* Strange data corruption with RW snapshots
@ 2005-10-01 11:20 Eduard Bloch
2005-10-05 15:49 ` Kevin Corry
0 siblings, 1 reply; 4+ messages in thread
From: Eduard Bloch @ 2005-10-01 11:20 UTC (permalink / raw)
To: dm-devel
Hello people,
I am trying to create a modified KNOPPIX using devmapper RW snapshots
instead of its unionfs solution. The problem is: I get corrupted data
and cannot see where it comes from. The relevant part of setup code
is attached below. The resulting snapshot volume looks ok at the first
glance (dmsetup status) and can be mounted (ext2), the directory tree is
displayed but it returns corruped data on most files. I cannot see the
problem, a simulation with the same setup method in another environment
(kernel 2.6.13) did work as expected. Also Ubuntu uses that method for
their Live CD and there it works as well.

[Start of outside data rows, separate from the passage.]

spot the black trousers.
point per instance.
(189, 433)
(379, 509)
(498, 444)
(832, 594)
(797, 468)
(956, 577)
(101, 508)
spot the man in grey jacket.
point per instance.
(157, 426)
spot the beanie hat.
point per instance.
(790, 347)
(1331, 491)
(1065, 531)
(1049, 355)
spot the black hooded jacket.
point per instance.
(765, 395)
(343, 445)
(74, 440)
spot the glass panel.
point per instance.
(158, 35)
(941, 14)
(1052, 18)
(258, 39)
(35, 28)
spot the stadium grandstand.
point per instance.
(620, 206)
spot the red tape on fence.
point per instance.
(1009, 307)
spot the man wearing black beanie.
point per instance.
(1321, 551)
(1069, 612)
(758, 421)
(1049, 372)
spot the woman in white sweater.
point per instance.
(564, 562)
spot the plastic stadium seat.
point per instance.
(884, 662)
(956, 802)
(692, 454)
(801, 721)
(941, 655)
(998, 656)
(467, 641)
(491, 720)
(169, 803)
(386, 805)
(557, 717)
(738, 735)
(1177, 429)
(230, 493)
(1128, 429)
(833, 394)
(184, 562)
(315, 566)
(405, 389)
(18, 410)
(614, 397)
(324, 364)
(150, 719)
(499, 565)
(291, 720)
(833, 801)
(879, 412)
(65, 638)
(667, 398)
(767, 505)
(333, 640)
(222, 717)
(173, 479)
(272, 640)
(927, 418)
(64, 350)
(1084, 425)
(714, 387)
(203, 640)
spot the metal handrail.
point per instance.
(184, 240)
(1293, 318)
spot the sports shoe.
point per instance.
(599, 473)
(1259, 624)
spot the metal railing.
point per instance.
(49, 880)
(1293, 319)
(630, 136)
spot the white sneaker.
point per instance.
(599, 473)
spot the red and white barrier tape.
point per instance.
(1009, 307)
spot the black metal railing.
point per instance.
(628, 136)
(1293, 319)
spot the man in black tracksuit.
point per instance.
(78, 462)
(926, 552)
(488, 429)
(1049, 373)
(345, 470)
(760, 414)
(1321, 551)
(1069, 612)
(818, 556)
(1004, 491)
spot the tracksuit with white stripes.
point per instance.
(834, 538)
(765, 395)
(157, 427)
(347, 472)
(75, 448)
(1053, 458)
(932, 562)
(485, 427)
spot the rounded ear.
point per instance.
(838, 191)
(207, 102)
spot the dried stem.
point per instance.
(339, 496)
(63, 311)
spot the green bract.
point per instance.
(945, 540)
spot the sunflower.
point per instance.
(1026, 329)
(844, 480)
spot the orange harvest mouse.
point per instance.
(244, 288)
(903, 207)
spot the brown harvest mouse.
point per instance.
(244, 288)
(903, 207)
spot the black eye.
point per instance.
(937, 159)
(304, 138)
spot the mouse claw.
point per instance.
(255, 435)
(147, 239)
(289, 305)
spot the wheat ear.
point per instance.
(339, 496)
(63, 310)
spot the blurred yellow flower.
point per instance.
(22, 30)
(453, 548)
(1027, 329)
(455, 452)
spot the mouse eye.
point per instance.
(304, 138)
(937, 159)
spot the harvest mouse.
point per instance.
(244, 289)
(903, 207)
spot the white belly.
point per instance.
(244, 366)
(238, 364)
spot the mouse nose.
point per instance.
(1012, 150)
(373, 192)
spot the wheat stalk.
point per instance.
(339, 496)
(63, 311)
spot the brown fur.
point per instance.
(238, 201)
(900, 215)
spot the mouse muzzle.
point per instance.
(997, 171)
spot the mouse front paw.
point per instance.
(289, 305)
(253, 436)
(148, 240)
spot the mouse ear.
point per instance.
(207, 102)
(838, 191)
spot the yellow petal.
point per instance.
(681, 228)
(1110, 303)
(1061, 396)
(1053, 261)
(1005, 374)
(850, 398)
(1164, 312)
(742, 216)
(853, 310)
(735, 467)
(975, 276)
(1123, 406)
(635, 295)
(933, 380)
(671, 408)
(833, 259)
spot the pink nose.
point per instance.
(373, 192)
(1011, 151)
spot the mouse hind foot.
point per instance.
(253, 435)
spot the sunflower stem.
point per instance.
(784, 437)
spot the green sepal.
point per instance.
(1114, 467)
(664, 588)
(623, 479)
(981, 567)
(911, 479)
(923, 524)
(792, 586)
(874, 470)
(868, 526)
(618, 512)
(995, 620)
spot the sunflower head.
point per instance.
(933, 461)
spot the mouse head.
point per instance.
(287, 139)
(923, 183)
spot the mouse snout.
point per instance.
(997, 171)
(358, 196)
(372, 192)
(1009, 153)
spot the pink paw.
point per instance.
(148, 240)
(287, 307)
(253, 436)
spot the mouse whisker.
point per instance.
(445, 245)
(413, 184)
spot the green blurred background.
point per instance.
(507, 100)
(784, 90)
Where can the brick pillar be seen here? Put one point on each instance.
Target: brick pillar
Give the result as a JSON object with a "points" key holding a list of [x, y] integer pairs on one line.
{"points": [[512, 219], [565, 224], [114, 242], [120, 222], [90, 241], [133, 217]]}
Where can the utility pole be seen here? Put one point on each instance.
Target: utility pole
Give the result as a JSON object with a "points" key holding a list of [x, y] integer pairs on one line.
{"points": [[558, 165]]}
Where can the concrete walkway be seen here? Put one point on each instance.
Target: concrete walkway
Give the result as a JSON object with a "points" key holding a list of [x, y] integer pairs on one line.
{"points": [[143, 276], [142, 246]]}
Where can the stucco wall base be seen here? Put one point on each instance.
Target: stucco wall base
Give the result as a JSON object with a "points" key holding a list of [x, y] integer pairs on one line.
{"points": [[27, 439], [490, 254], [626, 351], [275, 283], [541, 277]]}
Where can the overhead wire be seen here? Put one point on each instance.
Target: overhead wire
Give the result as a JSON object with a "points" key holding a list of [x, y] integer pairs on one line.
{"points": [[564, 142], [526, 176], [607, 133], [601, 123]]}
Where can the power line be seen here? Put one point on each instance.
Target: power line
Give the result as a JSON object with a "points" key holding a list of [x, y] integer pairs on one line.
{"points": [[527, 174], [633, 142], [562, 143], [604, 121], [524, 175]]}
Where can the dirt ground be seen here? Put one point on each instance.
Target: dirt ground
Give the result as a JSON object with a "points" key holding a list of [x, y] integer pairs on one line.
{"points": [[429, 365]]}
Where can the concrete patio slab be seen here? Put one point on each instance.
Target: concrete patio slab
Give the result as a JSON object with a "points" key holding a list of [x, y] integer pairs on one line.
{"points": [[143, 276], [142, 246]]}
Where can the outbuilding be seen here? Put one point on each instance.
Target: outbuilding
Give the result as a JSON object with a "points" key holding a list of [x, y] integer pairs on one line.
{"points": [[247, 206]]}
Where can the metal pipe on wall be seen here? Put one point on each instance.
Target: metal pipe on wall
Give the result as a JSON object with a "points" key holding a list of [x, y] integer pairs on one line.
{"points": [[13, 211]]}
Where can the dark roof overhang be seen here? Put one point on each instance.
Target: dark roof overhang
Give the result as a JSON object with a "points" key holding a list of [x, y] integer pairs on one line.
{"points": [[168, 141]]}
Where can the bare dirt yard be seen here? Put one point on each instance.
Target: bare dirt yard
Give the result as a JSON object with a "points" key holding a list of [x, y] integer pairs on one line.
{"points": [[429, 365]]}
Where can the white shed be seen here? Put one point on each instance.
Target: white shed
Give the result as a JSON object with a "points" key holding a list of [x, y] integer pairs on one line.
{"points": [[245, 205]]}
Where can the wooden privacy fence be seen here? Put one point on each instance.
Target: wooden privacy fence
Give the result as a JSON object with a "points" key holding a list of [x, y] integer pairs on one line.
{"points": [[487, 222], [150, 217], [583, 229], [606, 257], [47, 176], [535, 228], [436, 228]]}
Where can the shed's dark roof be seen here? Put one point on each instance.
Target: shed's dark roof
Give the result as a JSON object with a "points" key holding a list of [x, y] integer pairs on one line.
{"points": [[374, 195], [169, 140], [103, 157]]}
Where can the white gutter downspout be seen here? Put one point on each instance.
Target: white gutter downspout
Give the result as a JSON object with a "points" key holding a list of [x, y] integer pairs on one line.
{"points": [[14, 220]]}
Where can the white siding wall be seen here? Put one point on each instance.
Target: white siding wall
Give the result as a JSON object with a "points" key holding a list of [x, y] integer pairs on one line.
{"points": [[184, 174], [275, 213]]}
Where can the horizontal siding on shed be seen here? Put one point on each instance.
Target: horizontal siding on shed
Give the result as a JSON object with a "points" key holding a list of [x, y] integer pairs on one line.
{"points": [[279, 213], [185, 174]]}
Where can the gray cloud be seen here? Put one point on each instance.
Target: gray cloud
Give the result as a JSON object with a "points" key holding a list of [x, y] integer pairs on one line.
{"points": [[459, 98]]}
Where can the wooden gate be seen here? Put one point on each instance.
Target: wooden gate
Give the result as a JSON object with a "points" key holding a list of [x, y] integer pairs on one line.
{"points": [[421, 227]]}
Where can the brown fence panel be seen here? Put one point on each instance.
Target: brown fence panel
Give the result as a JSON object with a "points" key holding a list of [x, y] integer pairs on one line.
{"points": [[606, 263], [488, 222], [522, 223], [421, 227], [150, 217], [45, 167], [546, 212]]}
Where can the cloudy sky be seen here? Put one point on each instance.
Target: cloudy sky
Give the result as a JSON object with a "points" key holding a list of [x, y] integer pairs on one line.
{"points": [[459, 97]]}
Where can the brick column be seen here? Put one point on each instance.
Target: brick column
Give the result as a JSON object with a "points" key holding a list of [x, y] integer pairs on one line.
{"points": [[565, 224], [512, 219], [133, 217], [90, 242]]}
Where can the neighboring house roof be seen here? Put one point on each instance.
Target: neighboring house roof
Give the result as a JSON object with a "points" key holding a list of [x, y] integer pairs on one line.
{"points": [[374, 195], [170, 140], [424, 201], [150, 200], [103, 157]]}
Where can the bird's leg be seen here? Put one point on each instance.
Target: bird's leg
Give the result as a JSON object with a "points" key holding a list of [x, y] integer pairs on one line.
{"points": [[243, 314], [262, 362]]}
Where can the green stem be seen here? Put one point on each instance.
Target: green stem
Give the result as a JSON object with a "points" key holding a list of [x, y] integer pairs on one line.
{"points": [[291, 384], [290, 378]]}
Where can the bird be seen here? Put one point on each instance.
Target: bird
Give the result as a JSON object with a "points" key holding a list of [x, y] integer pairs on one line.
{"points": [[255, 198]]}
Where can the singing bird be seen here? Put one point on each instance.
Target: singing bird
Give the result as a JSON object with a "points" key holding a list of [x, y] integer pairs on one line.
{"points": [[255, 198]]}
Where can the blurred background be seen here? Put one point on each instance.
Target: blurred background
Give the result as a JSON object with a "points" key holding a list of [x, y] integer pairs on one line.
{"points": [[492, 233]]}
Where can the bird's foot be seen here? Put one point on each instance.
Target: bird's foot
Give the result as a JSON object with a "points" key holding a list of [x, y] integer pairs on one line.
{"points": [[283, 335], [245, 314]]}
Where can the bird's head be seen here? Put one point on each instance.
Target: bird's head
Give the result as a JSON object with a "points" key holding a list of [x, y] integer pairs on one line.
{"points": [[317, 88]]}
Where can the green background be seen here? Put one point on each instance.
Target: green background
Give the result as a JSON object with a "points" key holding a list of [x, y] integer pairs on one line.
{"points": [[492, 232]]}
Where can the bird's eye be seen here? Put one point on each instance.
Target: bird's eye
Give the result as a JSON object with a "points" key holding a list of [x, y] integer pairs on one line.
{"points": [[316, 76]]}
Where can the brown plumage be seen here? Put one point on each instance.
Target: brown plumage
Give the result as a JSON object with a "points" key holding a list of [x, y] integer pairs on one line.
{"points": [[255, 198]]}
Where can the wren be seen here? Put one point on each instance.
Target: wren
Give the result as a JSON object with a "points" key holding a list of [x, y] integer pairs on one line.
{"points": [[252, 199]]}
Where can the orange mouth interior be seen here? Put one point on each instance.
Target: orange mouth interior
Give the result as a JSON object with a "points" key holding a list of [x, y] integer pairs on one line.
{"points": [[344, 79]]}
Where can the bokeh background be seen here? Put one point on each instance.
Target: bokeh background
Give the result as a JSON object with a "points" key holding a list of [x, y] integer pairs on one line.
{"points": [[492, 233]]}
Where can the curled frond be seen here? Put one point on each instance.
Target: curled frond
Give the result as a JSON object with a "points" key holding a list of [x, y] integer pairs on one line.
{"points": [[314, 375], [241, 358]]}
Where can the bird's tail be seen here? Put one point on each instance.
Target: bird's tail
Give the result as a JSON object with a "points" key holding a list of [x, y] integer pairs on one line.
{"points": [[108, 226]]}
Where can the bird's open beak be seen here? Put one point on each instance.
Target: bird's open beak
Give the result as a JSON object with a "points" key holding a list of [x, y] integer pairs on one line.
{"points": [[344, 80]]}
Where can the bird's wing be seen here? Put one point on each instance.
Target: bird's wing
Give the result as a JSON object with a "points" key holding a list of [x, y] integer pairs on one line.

I looked for a good and up-to-date documentation of the snapshot target
but could not find anything. I hope someone can give me a clue, I cannot
see how I could solve the problem now.
# state: KNOPDEV is /dev/cloop, readonly block device and mounted on
# /KNOPPIX, DMSETUP is a static. linked version from devmapper-1.01.04,
# kernel is .2.6.12 (.4 or so)
COW_NAME=COW
CHUNK_SIZE=8
SNAPSHOT_NAME=knop_rw
VOL_SIZE=$(blockdev --getsize $KNOPDEV)
# create space for the cow data and assign it to a free loop device COWDEV
echo | dd bs=1 of=/ramdisk/$COW_NAME seek=`expr 512 \* $VOL_SIZE` count=1 2>/dev/null
for x in /dev/loop* ; do if losetup $x >/dev/null 2>&1 ; then continue ; else COWDEV=$x ; break ; fi ; done
losetup $COWDEV /ramdisk/$COW_NAME
umount /KNOPPIX
# critical part, no /KNOPPIX/* system tools for now
$DMSETUP mknodes
echo "0 $VOL_SIZE linear /dev/cloop 0" | $DMSETUP create knop_ro
# this was expected to be a workaround, mapping the loop device to a
# devmapper volume. It did also fail when using pure $COWDEV
echo "0 $VOL_SIZE linear $COWDEV 0" | $DMSETUP create cow
echo "0 $VOL_SIZE snapshot /dev/mapper/knop_ro /dev/mapper/cow p $CHUNK_SIZE" | $DMSETUP create $SNAPSHOT_NAME
$DMSETUP mknodes $SNAPSHOT_NAME
#remount
/static/mount /dev/mapper/$SNAPSHOT_NAME /KNOPPIX
# we are back, rewritable
bash
# And this bash command running on /KNOPPIX already fails with obscure
# errors.
Thanks,
Eduard.
--
<Getty> LOL die Telefonnummer vom Arbeitsamt Mönchengladbach ist echt 404-0?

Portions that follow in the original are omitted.